How San Diego Chief Shifted Gears In Four Years

With only limited time to make changes, Shelley Zimmerman ended the turmoil that had surrounded her department. She leaves on March 1, to be succeeded David Nisleit.

San Diego Police Chief Shelley Zimmerman, facing mandatory retirement this year, had fewer than 1,500 days after her appointment to make changes in a department mired by claims of sexual misconduct and other crimes by a handful of officers. “There was a sense of urgency because the department at the time I took it over was in turmoil,” she told the San Diego Union-Tribune. “We needed to stop that immediately.” Zimmerman, 58, came up through the ranks, spending 35 years with the police department. “I knew what needed to be done, and that is what I did.” San Diego ushered in body-cameras in 2014, the biggest city at that point to do so. She helped lobby for officer raises, and oversaw a continuing decrease in crime rates. She led the charge in implementing dozens of reforms suggested by U.S. Department of Justice auditors who found systemic flaws within the department, allowing officer misconduct to go undetected. Despite an officer shortage, she refocused on community policing efforts that had fallen stagnant.

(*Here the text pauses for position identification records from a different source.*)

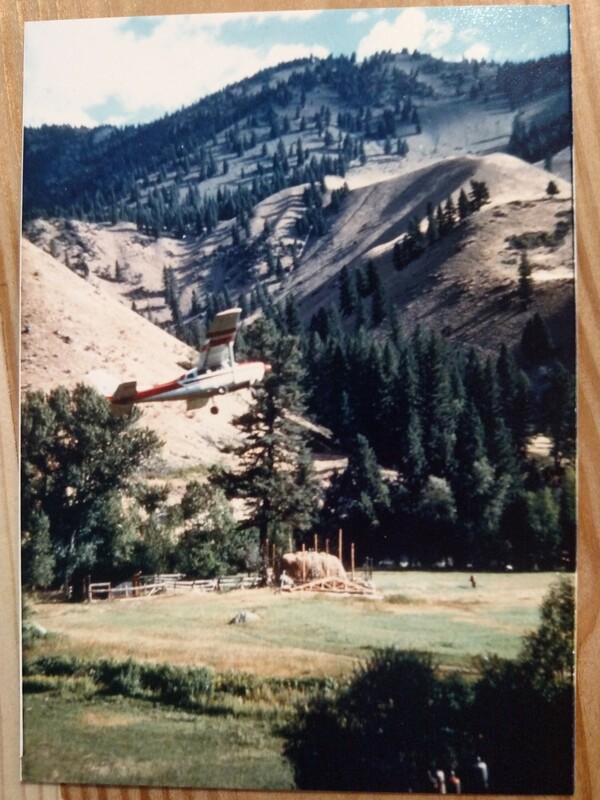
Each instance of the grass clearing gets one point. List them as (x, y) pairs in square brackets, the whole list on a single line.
[(75, 734), (302, 634)]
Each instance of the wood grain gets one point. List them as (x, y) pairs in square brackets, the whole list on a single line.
[(586, 77)]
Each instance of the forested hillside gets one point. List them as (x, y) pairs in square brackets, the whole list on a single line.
[(409, 281)]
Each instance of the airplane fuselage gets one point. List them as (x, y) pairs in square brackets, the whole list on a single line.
[(206, 384)]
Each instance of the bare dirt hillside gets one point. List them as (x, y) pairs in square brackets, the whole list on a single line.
[(73, 332), (466, 284)]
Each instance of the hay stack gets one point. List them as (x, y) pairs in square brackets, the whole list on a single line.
[(308, 566)]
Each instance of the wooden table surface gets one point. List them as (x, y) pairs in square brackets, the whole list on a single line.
[(586, 78)]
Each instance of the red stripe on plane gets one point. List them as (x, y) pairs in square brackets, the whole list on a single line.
[(156, 390)]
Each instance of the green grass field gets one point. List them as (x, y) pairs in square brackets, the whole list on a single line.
[(74, 734)]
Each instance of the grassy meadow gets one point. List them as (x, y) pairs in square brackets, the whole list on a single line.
[(76, 733)]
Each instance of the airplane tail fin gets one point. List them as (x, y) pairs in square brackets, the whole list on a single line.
[(122, 400)]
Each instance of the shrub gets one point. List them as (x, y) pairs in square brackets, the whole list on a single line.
[(383, 731)]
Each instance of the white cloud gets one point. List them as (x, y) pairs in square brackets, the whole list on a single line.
[(359, 16), (281, 53), (73, 66), (411, 30), (477, 51)]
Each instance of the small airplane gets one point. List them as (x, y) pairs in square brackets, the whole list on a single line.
[(217, 372)]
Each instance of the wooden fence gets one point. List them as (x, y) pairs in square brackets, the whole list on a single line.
[(147, 586)]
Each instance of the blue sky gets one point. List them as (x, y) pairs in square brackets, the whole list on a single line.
[(123, 71)]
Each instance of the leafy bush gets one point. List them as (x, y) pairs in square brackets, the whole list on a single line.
[(396, 721), (383, 731)]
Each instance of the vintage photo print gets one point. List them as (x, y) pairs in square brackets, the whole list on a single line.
[(298, 501)]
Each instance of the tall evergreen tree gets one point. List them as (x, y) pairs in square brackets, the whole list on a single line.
[(275, 479)]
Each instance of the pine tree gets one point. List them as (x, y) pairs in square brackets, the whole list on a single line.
[(348, 295), (525, 280), (275, 479)]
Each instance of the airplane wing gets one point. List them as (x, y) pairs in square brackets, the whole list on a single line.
[(217, 350), (196, 402)]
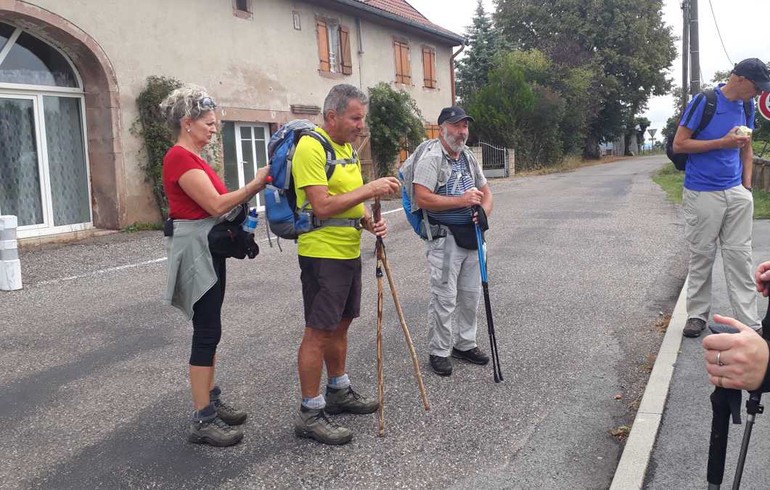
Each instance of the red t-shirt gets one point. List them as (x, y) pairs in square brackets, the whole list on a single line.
[(176, 162)]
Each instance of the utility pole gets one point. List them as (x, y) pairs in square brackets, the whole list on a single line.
[(685, 52), (694, 48)]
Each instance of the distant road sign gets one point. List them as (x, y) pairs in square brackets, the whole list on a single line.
[(764, 105)]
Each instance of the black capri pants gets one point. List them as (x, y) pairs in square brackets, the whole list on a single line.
[(207, 318)]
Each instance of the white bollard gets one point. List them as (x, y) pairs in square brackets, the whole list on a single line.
[(10, 265)]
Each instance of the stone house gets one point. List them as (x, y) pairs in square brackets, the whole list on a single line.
[(70, 72)]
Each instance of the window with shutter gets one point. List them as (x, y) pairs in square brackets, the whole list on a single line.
[(403, 71), (346, 61), (322, 33), (334, 47), (429, 67)]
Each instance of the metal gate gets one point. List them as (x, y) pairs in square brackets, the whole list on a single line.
[(494, 160)]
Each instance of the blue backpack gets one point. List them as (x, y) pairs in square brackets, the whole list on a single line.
[(417, 218), (284, 217)]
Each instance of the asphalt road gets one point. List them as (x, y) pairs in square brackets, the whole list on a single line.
[(93, 383)]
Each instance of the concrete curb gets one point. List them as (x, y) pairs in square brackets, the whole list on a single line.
[(632, 467)]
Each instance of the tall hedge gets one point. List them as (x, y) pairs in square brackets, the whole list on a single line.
[(152, 127), (395, 124)]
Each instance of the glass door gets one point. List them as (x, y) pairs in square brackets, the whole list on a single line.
[(251, 152), (22, 188)]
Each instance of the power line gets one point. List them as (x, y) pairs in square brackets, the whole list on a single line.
[(719, 33)]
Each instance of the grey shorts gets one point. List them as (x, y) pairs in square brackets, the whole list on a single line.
[(331, 290)]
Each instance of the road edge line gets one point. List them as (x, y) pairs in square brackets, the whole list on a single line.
[(632, 467)]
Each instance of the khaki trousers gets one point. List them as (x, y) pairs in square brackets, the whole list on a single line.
[(454, 297), (723, 217)]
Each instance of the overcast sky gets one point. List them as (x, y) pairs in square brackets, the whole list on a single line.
[(744, 25)]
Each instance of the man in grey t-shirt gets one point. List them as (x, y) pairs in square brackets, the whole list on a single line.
[(448, 183)]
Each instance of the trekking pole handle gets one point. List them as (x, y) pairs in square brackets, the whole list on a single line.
[(376, 210)]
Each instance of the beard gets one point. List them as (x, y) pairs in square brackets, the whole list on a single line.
[(455, 143)]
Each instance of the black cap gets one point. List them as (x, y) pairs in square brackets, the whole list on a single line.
[(755, 70), (453, 114)]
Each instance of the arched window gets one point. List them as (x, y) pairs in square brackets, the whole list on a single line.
[(27, 60), (43, 155)]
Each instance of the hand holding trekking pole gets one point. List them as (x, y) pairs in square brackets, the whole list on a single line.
[(728, 359), (382, 262)]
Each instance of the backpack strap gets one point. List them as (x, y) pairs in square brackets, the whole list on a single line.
[(331, 163), (710, 108), (710, 98), (747, 110)]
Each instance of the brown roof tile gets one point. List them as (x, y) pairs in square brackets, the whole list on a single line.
[(402, 8)]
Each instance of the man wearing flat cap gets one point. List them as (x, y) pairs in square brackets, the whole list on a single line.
[(717, 201), (450, 188)]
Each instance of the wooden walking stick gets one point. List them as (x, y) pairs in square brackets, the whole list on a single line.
[(382, 262), (408, 337)]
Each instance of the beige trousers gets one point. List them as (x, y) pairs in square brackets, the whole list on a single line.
[(455, 295), (723, 217)]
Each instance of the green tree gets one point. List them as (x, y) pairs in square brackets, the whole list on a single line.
[(484, 42), (624, 44), (395, 124), (642, 123), (152, 127), (530, 105)]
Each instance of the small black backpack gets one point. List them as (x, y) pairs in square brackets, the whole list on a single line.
[(710, 98)]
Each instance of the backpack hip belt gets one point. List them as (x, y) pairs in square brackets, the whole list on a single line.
[(321, 223)]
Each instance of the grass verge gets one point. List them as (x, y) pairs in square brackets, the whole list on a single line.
[(134, 227), (670, 180)]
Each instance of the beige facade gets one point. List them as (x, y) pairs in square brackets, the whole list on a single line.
[(261, 65)]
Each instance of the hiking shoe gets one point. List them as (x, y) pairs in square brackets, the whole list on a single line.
[(347, 400), (214, 432), (230, 414), (471, 355), (314, 424), (441, 365), (693, 327)]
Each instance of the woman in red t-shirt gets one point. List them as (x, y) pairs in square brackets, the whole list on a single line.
[(195, 191)]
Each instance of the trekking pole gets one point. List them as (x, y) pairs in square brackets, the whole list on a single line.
[(497, 372), (380, 372), (753, 407), (724, 403)]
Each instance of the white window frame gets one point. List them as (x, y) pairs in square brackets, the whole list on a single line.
[(37, 94), (239, 153)]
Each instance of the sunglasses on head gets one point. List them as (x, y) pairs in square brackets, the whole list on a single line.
[(206, 103)]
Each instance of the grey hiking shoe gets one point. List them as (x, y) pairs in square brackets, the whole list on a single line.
[(693, 327), (214, 432), (347, 400), (314, 424), (230, 415)]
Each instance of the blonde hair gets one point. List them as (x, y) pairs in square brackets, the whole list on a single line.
[(187, 101)]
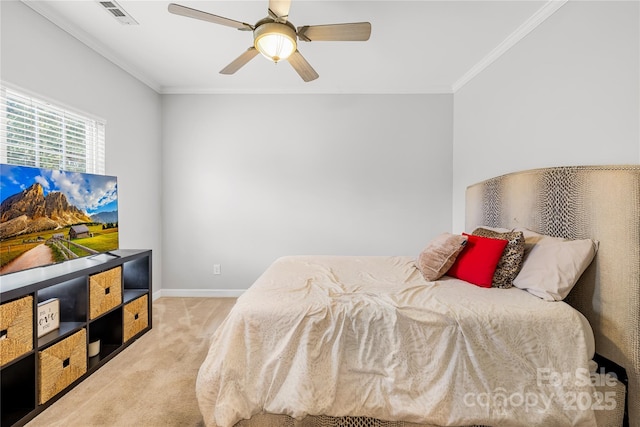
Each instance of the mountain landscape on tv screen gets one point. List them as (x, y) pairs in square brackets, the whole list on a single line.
[(49, 216)]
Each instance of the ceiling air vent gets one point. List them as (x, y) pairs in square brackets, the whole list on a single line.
[(118, 12)]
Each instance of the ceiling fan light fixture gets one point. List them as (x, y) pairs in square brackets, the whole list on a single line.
[(275, 41)]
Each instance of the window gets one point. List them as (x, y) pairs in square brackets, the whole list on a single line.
[(36, 133)]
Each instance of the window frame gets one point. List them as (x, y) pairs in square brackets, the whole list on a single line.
[(50, 134)]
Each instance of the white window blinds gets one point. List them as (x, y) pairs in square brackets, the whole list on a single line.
[(36, 133)]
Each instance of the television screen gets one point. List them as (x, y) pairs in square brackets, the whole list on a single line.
[(50, 216)]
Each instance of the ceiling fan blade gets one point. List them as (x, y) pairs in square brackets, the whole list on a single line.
[(204, 16), (356, 31), (240, 61), (279, 9), (302, 67)]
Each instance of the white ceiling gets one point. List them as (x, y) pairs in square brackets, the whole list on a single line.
[(415, 46)]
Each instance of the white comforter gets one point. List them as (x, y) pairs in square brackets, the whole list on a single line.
[(369, 336)]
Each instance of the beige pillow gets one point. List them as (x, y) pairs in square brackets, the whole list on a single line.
[(439, 255), (511, 260), (553, 265)]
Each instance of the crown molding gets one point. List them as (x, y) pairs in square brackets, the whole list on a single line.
[(195, 90), (548, 9), (41, 8)]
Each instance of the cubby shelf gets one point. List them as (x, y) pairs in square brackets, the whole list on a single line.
[(70, 282)]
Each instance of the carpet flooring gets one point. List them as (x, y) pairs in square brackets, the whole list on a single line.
[(152, 382)]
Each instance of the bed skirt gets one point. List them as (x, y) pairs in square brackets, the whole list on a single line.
[(605, 418)]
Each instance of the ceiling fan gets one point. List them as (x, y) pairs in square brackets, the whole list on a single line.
[(275, 36)]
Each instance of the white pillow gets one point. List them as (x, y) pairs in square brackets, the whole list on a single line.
[(553, 265)]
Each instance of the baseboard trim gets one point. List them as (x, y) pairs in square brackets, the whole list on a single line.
[(198, 293)]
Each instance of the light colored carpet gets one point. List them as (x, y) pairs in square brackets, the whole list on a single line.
[(152, 382)]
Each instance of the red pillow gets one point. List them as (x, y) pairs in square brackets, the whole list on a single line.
[(478, 260)]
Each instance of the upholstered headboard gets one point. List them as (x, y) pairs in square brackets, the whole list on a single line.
[(597, 202)]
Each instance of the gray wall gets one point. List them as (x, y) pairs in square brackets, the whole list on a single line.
[(567, 94), (43, 59), (250, 178)]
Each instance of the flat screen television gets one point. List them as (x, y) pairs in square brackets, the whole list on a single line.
[(50, 216)]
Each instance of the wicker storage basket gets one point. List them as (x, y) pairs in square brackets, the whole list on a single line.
[(105, 291), (16, 329), (135, 317), (61, 364)]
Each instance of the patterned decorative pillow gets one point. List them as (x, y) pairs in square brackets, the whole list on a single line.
[(439, 255), (511, 260)]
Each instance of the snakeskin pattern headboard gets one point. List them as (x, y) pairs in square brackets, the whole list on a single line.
[(598, 202)]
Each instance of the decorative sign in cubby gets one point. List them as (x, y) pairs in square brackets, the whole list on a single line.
[(50, 316)]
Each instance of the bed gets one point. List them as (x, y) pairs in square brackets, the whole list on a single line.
[(355, 341)]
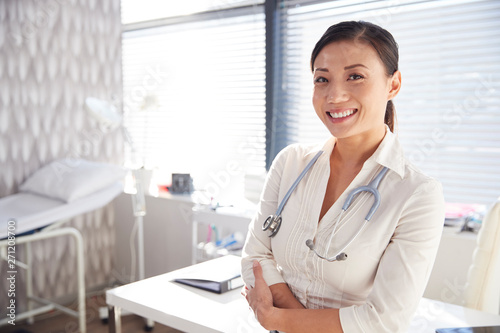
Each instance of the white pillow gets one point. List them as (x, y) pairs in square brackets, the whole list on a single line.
[(71, 179)]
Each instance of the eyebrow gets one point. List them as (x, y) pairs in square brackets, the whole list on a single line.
[(320, 69), (354, 66)]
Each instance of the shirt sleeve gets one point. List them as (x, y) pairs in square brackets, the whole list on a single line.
[(258, 243), (404, 268)]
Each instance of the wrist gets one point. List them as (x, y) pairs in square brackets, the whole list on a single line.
[(270, 320)]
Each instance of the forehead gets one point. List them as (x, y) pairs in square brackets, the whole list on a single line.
[(344, 53)]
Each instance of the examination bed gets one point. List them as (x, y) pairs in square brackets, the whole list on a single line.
[(46, 201)]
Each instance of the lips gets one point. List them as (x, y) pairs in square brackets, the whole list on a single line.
[(339, 114)]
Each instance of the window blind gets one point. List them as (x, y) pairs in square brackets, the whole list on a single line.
[(448, 110), (194, 98)]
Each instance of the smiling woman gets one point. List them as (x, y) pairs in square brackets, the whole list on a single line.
[(376, 284)]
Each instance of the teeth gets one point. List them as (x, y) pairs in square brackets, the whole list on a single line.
[(341, 114)]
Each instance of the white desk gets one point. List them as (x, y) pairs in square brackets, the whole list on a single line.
[(193, 310)]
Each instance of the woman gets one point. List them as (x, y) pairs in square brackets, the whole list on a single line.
[(378, 287)]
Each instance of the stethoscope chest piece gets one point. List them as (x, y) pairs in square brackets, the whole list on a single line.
[(273, 224)]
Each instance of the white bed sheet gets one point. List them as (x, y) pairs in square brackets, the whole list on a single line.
[(31, 211)]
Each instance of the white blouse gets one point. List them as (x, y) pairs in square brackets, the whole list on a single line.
[(378, 287)]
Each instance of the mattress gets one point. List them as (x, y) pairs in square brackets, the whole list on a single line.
[(32, 212)]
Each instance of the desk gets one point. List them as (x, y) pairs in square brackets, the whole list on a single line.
[(193, 310)]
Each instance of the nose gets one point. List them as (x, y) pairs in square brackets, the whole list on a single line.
[(337, 93)]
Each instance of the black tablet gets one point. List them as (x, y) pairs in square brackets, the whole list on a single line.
[(485, 329)]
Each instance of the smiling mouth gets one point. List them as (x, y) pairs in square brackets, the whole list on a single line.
[(344, 114)]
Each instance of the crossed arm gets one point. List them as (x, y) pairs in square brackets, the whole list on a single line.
[(276, 308)]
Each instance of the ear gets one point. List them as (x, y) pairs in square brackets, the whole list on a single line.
[(394, 85)]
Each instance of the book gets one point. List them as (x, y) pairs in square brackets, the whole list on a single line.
[(218, 275)]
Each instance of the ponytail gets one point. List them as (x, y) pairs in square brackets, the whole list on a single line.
[(390, 115)]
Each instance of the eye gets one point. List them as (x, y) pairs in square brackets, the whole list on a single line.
[(355, 77), (320, 79)]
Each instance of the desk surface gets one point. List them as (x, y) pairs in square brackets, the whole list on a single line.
[(193, 310)]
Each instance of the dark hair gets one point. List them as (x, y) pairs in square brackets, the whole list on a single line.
[(380, 39)]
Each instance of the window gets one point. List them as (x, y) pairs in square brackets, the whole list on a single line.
[(194, 87), (448, 110), (194, 96)]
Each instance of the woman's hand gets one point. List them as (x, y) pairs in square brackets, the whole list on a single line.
[(260, 297)]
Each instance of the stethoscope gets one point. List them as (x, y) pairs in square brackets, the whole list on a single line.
[(273, 222)]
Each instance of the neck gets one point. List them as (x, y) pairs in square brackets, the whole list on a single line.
[(352, 152)]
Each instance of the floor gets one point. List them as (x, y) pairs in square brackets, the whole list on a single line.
[(57, 322)]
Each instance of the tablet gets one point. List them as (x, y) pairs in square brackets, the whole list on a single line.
[(485, 329)]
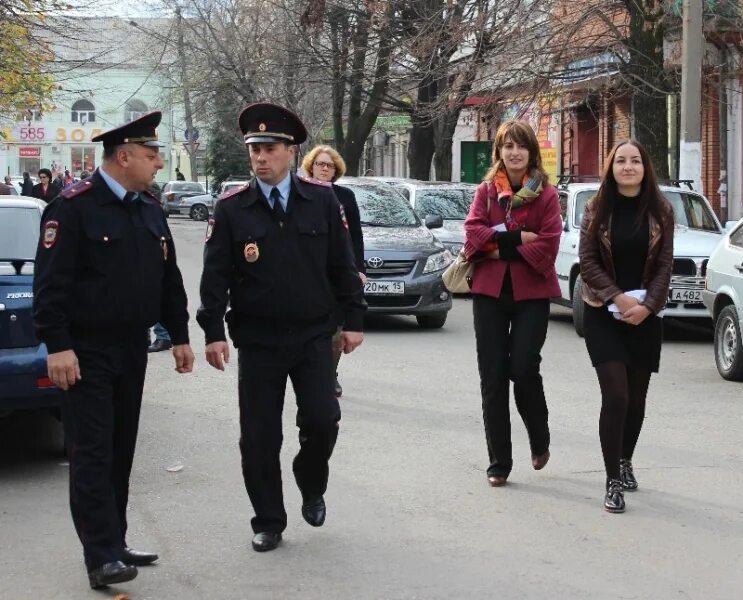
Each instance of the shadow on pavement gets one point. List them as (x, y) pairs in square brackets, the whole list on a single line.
[(30, 438)]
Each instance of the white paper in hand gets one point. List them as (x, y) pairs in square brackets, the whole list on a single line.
[(639, 294)]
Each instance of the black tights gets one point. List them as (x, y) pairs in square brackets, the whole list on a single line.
[(623, 392)]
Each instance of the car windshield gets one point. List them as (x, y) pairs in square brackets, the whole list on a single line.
[(383, 207), (580, 205), (690, 210), (184, 186), (446, 203), (19, 232)]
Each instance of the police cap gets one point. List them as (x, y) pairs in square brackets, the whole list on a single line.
[(266, 123), (140, 131)]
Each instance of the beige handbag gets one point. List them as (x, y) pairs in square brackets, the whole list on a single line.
[(458, 276)]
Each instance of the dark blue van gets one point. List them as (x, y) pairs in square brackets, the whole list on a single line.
[(23, 374)]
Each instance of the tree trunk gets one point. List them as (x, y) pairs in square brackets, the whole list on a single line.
[(651, 130)]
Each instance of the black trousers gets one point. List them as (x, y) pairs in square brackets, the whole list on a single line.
[(510, 336), (262, 373), (101, 417)]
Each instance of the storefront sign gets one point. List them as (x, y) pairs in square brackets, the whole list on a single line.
[(52, 134)]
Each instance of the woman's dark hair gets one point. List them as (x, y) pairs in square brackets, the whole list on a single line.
[(651, 199), (523, 135)]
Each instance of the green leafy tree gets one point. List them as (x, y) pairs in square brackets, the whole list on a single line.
[(25, 82)]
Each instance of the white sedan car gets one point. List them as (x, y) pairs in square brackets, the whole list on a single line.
[(723, 296)]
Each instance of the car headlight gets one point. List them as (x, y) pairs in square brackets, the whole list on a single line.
[(438, 262), (453, 247)]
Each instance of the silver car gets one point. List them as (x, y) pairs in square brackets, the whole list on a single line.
[(404, 261), (450, 201), (723, 296)]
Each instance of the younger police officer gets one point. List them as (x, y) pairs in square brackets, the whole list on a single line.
[(279, 254), (106, 272)]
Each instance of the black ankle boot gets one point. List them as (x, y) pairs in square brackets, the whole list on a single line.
[(614, 499), (627, 475)]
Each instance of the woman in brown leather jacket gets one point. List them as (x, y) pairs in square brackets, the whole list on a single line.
[(626, 256)]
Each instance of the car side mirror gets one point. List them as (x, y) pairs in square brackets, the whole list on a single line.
[(434, 221)]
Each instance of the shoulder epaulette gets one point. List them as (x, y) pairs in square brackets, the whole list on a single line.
[(314, 181), (234, 192), (150, 195), (77, 189)]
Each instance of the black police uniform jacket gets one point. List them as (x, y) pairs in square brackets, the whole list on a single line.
[(281, 279), (105, 270)]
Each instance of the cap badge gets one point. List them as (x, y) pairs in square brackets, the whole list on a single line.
[(251, 252), (51, 228)]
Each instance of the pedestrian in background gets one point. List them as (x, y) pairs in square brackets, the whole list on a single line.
[(45, 190), (323, 163), (105, 272), (27, 187), (626, 259), (512, 233), (277, 253)]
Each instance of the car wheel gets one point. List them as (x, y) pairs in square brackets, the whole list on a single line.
[(578, 306), (728, 348), (431, 321), (199, 212)]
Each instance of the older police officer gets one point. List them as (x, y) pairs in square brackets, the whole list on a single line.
[(278, 252), (106, 272)]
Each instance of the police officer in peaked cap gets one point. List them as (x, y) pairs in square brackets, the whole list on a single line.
[(278, 254), (105, 273)]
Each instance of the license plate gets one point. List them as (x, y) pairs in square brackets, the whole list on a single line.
[(384, 287), (686, 295)]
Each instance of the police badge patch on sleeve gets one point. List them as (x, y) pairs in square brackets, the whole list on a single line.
[(51, 231), (343, 216)]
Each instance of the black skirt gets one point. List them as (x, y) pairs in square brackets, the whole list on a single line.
[(611, 340)]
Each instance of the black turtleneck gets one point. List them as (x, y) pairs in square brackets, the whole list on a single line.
[(629, 243)]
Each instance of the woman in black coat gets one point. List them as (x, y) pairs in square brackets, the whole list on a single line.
[(45, 190), (325, 164)]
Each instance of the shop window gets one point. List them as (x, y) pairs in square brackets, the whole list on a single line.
[(134, 109), (83, 112)]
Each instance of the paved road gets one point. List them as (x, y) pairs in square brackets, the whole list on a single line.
[(410, 513)]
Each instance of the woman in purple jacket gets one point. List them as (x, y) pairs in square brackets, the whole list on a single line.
[(512, 233)]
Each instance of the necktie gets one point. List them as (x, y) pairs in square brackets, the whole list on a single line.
[(278, 210)]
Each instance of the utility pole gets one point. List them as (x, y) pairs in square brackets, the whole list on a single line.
[(190, 141), (690, 159)]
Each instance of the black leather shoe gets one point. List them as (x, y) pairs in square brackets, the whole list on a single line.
[(265, 541), (160, 345), (138, 559), (627, 475), (313, 511), (614, 499), (110, 573)]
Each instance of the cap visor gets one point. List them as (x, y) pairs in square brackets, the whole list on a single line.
[(264, 139)]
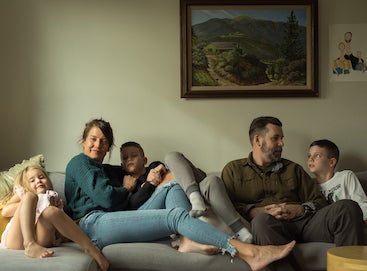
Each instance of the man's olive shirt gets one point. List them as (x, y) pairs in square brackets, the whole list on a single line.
[(248, 186)]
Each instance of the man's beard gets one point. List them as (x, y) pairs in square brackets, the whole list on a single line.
[(274, 154)]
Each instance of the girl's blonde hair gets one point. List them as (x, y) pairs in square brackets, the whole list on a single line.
[(21, 179)]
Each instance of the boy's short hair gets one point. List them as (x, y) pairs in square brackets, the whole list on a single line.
[(132, 144), (331, 148)]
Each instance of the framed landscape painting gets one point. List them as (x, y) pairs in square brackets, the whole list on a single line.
[(249, 48)]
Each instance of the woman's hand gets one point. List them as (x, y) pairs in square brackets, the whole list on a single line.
[(129, 182)]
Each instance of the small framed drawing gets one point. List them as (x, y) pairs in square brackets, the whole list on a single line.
[(249, 48)]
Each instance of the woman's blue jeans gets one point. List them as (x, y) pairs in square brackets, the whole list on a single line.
[(165, 213)]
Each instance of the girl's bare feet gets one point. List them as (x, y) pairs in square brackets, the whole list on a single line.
[(34, 250), (260, 256), (188, 246), (98, 256)]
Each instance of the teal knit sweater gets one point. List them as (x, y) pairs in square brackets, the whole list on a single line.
[(90, 185)]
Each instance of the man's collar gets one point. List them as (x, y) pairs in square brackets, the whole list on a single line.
[(275, 166)]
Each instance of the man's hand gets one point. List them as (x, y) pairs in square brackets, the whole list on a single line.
[(285, 211), (129, 182), (282, 211), (155, 175)]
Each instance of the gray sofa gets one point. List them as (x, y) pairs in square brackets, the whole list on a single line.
[(151, 256)]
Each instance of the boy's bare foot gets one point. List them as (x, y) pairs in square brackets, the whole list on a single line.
[(260, 256), (34, 250), (188, 246), (98, 256)]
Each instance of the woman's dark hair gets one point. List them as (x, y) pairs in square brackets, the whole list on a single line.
[(105, 128), (258, 125)]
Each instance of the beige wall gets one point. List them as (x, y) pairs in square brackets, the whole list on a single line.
[(65, 62)]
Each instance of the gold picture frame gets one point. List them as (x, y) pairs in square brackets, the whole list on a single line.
[(249, 48)]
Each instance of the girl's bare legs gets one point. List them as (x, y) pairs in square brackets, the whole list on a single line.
[(53, 217), (260, 256), (22, 234)]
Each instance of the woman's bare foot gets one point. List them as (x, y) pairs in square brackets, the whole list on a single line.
[(34, 250), (260, 256), (188, 246), (98, 256)]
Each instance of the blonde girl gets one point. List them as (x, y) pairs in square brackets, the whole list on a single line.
[(37, 218)]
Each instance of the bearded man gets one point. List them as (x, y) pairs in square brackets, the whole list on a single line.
[(281, 200)]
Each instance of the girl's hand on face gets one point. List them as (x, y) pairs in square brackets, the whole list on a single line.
[(156, 174), (129, 182)]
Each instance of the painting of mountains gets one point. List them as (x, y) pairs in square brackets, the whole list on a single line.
[(248, 51)]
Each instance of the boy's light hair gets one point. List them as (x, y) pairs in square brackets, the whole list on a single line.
[(21, 179), (330, 147)]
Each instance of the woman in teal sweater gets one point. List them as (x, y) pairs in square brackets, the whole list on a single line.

Zimmerman’s last day is March 1. Supporters say her time at the helm was a success. Assistant Chief David Nisleit has been tapped as her replacement. As the 30-year SDPD veteran prepares to take the helm, he’s turning his attention toward the challenges that still remain. He said he plans to focus on making the department more ethnically diverse as he attempts to fill 200 officer vacancies — an effort he plans to bolster with a national recruiting campaign, larger police academies and signing bonuses from other law enforcement agencies. He’ll also be tackling racial profiling after a study out of San Diego State University found that blacks and Latinos get searched more often by San Diego police officers.